Acadiana's Valcour Records' 'After Hours' compilation benefits local musicians affected by 'Coreauxna Virus'

March 30, 2020

 

In a “Love in the time of Corona” message published last week on the Eunice, La.-based Cajun music record company Valcour Records website, label president Joel Savoy announced a novel web-only release geared to helping local musicians.

 

“Since we’re all in quarantine and all our creative friends are offering content for us to enjoy while we can’t actually be together, it seems appropriate for me to start a new Valcour Records project,” wrote Savoy.

 

“Now the tricky part is, I can’t invite anyone over for quaranTUNES! So this idea came to me and I hope y’all will enjoy it!”

 

The idea is After Hours at Valcour Records—a 21-song set of mostly previously unreleased material by some of Valcour’s (and therefore contemporary Cajun and roots music’s) top players, among them Feufollet’s Kelli Jones and Chris Stafford, former Red Stick Rambler Linzay Young, Foghorn Stringband’s Reeb Willms and Caleb Klauder, and Savoy himself.

 

Many of the recordings, as recalled by Savoy in his colorful annotations, came out of “post-mardi gras sessions” at his backyard one-room home studio, with noteworthy tracks including a cover of the Davis Sisters’ 1953 country classic “Rock-a-Bye Boogie” from Savoy, Kelli Jones, and Emma and Linzay Young; Jones’ great version of Lesley Gore’s “You Don’t Own Me”; Anna Laura Edmiston’s take on the Conway Twitty-Loretta Lynn hit “As Soon As I Hang Up the Phone”; a cover of the Louvin Brothers’ “Lorene” from Jones and Willms; and the cover of Ray Price’s 1954 country hit “I’ll Be There (If You Ever Want Me)” from Jones and Savoy (with Linzay Young’s zydeco hype-man vocal) that Valcour released digitally in 2013 and quickly became—and until recently remained--the most requested song at Eunice radio station KBON.

 "I'll Be There (If You Ever Want Me)"

 

Savoy also explained on the Valcour site that the reason for After Hours is that “as you know, a whole lot of the people on these recordings--all of them really--are struggling right now because every single gig they had was cancelled.
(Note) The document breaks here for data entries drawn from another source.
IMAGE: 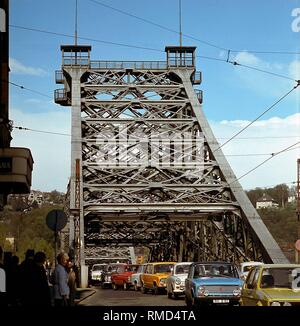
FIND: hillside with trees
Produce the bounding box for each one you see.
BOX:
[0,191,64,261]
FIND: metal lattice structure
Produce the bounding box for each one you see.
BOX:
[55,46,287,284]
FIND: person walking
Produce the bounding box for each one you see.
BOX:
[67,261,76,306]
[53,252,70,307]
[32,251,51,307]
[0,246,7,307]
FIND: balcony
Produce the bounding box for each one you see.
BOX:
[192,71,202,85]
[91,61,167,70]
[54,88,71,106]
[195,89,203,104]
[55,70,65,84]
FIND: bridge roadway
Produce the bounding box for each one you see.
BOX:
[79,286,186,306]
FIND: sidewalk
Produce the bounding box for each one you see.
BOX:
[75,288,96,305]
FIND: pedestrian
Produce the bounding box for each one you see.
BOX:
[54,253,70,307]
[0,246,7,307]
[32,252,51,307]
[67,260,77,306]
[10,256,20,306]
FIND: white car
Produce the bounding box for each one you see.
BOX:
[91,264,108,284]
[130,264,146,291]
[240,261,263,281]
[166,262,192,299]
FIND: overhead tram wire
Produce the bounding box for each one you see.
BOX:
[88,0,300,55]
[229,141,300,185]
[9,25,164,53]
[13,126,300,157]
[213,81,300,152]
[9,25,298,82]
[13,126,71,137]
[13,126,300,141]
[2,80,52,99]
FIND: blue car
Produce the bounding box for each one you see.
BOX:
[185,262,243,306]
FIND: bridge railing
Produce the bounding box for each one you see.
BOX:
[90,60,167,70]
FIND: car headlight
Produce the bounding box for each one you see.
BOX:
[232,287,242,296]
[175,278,181,285]
[198,286,206,297]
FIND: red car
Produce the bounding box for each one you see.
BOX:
[111,265,140,290]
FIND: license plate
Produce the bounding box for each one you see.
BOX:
[213,299,229,303]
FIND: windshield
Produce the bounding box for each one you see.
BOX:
[92,265,107,271]
[154,264,174,274]
[194,264,239,278]
[174,265,190,275]
[136,265,146,273]
[107,264,126,272]
[243,265,253,273]
[260,268,300,289]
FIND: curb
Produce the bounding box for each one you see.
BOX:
[75,288,96,305]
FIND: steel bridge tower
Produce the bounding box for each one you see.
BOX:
[55,45,287,286]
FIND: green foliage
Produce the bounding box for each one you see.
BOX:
[246,184,291,207]
[0,205,62,261]
[258,204,300,261]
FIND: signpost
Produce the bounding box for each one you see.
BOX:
[295,239,300,264]
[46,209,68,265]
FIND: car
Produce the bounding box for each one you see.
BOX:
[101,263,127,288]
[241,264,300,307]
[185,262,243,307]
[166,262,192,299]
[141,262,176,294]
[130,264,147,291]
[240,261,263,281]
[91,264,108,284]
[111,265,139,290]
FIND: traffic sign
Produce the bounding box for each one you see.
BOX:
[295,239,300,252]
[46,209,67,232]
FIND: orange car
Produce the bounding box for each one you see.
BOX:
[141,262,176,294]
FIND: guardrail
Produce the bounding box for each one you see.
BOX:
[91,60,167,70]
[54,88,68,102]
[55,70,65,84]
[192,71,202,85]
[195,89,203,104]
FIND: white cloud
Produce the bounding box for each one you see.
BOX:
[233,51,300,97]
[10,108,71,192]
[9,58,47,77]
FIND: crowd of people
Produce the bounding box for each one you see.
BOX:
[0,247,77,307]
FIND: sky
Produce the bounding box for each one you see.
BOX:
[5,0,300,192]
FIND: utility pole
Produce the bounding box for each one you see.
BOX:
[295,158,300,264]
[0,0,33,210]
[0,0,12,148]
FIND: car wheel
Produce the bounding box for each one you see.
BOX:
[141,283,148,294]
[173,292,179,300]
[185,296,193,308]
[152,283,158,295]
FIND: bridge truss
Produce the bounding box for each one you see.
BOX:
[55,46,287,284]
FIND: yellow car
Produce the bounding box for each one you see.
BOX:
[241,264,300,306]
[141,262,176,294]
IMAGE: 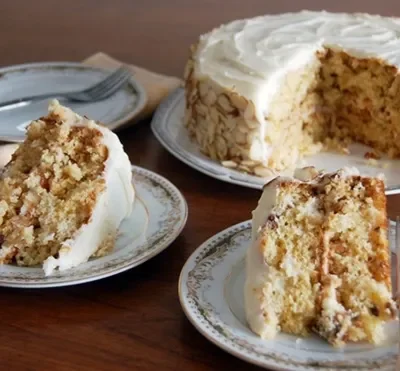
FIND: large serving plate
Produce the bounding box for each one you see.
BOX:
[151,88,400,194]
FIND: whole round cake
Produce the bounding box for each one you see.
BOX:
[184,11,400,177]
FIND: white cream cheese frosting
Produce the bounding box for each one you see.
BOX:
[43,101,135,275]
[194,11,400,163]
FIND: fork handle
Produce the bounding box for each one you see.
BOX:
[0,93,68,111]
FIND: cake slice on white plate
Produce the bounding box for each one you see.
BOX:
[184,11,400,177]
[245,168,397,346]
[0,100,135,275]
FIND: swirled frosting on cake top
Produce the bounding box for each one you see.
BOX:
[196,11,400,103]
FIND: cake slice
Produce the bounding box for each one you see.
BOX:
[245,168,397,346]
[0,100,134,275]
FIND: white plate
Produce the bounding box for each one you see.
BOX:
[0,166,188,288]
[179,221,399,371]
[151,88,400,194]
[0,62,147,142]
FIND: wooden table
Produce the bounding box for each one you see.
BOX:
[0,0,400,371]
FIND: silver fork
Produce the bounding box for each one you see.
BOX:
[0,66,131,111]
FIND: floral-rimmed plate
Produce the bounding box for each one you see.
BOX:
[151,88,400,195]
[0,166,188,288]
[179,221,399,371]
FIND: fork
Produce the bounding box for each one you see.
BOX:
[0,66,131,111]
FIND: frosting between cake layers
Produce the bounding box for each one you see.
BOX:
[244,167,360,338]
[43,101,135,275]
[195,11,400,163]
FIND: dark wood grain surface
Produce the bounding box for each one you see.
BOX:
[0,0,400,371]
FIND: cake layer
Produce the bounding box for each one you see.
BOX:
[185,11,400,177]
[245,169,396,346]
[0,101,134,275]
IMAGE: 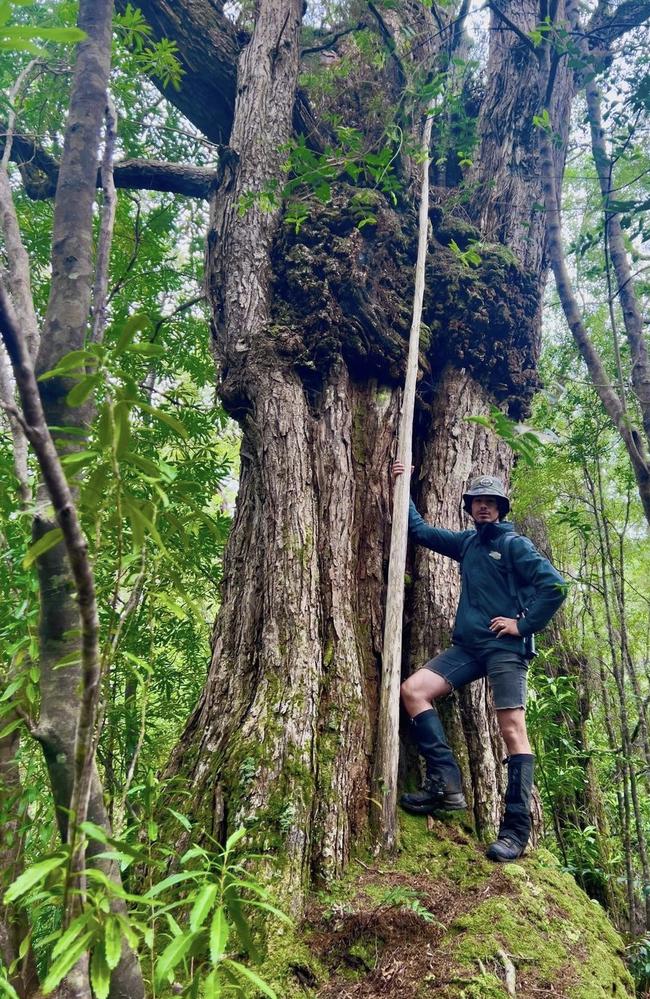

So we’re offering all these previously unreleased (mostly) tracks to you for FREE--asking only that you use the DONATE button on the download page to give what you can.”

 

All of the proceeds, he added, will go directly to the “Lost My Gig” fund benefiting local musicians who make their living playing music and have sustained substantial financial loss due to coronavirus. The fund is a function of the Lafayette-based nonprofit Acadiana Center for the Arts, which serves the Acadia, Evangeline, Iberia, Lafayette, St. Landry, St. Martin, St. Mary and Vermilion Parishes that make up much of the Southwest Louisiana region that is known as Acadiana.

 

Savoy started Valcour in 2006, and has been recording digitally since 2010.

 

“It sure makes archiving easier than tape!” he said on his site.

 

“So over the last few days I’ve been going through hard drives, gathering songs from the past--things that I recorded here and there with a whole bunch of different friends. Sometimes it was a project that never took off, sometimes it was a one-off or an extra track that we didn’t know what to do with. More often than not, it was just what we wanted to do when we were all hanging out at my house having big extended family dinners after Black Pot [Festival], Mardi Gras, etc.”

 

The 21 songs selected, he continued, “make up a sweet little behind-the-scenes look at the community Valcour has loved and worked to promote these last 14 years, and I am really excited to have a chance to get them all out into the world at this apocalyptic moment. I think I have enough other tracks left to make another compilation at a later date, too, if I do enough digging!”

 

He noted that the compilation brings “so many lovely memories, and despite some wild juxtaposition of genre, it’s all beautifully Acadiana!”

 

“To me, what’s awesome is most of these folks are doing music different from what they are primarily known for,” he added via email.

 

“Y’all enjoy and please do what it takes to get through this,” Savoy concluded on the Valcour site. “Thanks for your support. See you on the other side of Coreauxna Virus!”